7 Replies Latest reply: Jan 3, 2016 12:37 PM by Alan Price RSS

    In-guest stun times during failover

    Vlad Valeriu Velciu Wayfarer

      Hi all,

       

      Was wondering what is the usual duration of the in-guest stuns that you see during failovers. From the moment you lose connectivity to the moment you regain it (or from the moment the guest stops disk activity til it restarts it).

       

      We did some manual failovers and seen recovery times between 20 and 30 secs. In my opinion it is a bit much and was hoping to find some examples from your experience.

       

      Thanks

        • Re: In-guest stun times during failover
          Chuck Colht Wayfarer

          Not sure what you mean by 'stuns'. I associate 'stun' with the vm freeze that occurs during vMotions which affects the entire vm. Array failover only affects IO. I have seen iscsi connections fail for up to 30 seconds during failover of the array controllers. Most of the time it is around 15-20seconds. Since my scsi timeouts are longer than that it isn't an issue for most vms. However some MS Failover Cluster nodes freak out if they miss a partner io so I have to monitor them during planned failovers. VMware datastores act the same, no issues there at all. Haven't had an unplanned failover yet but I have tested by pulling controllers and the results are about the same. 

           

          Nimble likes to point out that lots of companies upgrade during business hours but I think that is silly. Why run the risk? I'd never schedule a failover during potentially heavy IO periods.

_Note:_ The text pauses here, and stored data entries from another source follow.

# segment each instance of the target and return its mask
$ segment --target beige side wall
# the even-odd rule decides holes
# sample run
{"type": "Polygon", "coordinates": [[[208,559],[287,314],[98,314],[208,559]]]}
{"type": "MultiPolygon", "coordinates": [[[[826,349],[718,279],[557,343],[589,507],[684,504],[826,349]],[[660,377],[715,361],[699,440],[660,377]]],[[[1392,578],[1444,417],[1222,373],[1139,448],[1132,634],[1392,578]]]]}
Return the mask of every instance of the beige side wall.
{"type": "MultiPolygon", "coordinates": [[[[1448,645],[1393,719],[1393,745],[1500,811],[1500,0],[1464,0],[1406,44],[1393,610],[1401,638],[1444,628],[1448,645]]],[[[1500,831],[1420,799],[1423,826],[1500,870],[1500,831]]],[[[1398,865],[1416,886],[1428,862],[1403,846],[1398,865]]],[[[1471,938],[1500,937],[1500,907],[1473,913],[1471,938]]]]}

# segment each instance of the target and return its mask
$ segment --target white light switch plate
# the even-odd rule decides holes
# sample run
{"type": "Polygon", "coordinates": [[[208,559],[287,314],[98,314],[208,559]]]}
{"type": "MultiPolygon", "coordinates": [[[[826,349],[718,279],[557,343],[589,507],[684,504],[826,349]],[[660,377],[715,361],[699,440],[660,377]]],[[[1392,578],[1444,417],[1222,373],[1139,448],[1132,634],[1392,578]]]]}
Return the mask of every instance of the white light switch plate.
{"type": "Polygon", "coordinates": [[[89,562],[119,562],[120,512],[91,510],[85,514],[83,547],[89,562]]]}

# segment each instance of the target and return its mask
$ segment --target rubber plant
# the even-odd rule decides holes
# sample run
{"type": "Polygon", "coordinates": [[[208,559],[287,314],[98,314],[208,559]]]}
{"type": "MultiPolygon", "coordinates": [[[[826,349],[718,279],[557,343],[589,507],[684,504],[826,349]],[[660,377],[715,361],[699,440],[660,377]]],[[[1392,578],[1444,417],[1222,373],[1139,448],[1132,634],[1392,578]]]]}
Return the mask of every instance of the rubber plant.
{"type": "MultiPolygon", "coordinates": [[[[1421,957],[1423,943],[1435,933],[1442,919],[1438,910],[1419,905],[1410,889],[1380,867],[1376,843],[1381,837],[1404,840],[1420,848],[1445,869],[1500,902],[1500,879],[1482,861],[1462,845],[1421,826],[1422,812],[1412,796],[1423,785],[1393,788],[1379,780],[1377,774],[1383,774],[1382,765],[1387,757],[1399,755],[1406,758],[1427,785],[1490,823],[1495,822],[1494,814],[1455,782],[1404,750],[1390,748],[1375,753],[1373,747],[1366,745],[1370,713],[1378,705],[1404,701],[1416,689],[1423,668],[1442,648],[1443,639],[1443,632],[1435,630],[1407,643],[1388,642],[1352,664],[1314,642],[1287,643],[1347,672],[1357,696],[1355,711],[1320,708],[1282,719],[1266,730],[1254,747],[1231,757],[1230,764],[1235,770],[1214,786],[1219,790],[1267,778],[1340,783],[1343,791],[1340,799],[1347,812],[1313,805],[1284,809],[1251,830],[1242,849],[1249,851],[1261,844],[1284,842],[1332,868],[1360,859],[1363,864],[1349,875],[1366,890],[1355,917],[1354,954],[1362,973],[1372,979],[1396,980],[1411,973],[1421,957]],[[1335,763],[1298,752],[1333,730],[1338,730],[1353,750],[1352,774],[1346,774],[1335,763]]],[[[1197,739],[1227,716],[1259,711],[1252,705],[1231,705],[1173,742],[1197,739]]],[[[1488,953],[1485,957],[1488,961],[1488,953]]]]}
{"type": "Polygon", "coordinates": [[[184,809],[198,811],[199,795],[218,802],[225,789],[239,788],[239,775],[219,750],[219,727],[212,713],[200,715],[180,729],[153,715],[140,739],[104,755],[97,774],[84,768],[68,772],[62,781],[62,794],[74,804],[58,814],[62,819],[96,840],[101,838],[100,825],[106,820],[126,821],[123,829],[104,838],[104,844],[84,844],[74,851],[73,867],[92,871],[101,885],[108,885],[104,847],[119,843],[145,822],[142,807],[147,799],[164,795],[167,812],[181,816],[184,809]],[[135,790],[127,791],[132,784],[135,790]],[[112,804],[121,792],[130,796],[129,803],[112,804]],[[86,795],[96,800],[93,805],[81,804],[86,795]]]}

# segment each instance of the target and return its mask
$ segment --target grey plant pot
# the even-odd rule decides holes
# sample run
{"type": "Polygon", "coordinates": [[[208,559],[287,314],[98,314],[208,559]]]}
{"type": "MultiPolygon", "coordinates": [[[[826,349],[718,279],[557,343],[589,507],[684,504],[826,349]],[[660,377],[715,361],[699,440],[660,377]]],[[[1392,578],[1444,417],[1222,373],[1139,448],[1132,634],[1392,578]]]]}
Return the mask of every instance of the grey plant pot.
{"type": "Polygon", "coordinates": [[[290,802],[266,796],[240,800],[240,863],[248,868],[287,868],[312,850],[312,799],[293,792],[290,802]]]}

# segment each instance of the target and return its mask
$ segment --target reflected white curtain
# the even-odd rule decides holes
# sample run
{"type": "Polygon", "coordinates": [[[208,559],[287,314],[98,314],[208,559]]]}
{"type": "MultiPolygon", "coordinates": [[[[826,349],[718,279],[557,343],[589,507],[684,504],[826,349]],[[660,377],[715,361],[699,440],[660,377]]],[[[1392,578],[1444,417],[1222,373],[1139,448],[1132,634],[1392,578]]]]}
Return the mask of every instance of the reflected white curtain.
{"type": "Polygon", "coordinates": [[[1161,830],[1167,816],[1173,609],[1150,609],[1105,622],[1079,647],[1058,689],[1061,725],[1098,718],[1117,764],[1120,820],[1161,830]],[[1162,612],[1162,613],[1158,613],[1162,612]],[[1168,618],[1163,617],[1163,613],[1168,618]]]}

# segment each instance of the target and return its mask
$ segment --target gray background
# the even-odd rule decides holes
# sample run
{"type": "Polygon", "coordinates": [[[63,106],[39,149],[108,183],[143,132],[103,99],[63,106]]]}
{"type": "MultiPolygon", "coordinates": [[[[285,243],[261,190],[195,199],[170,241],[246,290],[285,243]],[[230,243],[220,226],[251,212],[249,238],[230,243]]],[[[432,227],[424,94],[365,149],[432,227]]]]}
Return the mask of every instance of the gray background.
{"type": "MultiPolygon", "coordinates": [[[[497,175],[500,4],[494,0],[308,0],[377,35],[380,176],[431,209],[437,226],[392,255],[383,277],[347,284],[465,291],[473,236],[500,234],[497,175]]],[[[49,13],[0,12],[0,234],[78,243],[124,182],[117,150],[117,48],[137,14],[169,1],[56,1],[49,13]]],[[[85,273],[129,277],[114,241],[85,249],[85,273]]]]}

            • Re: In-guest stun times during failover
              Vlad Valeriu Velciu Wayfarer

              Thanks Chuck for sharing your experience.

               

              By stuns I mean IO freeze to vmdk not guest stun.

               

              I also haven't seen any issues with guests but vmware datastores report all paths down after 10 seconds of connection loss. Other than this event, nothing major. Was just hoping that it may be lower then 10 seconds as to avoid the APD errors.

               

              I agree with you on not upgrading during business ours.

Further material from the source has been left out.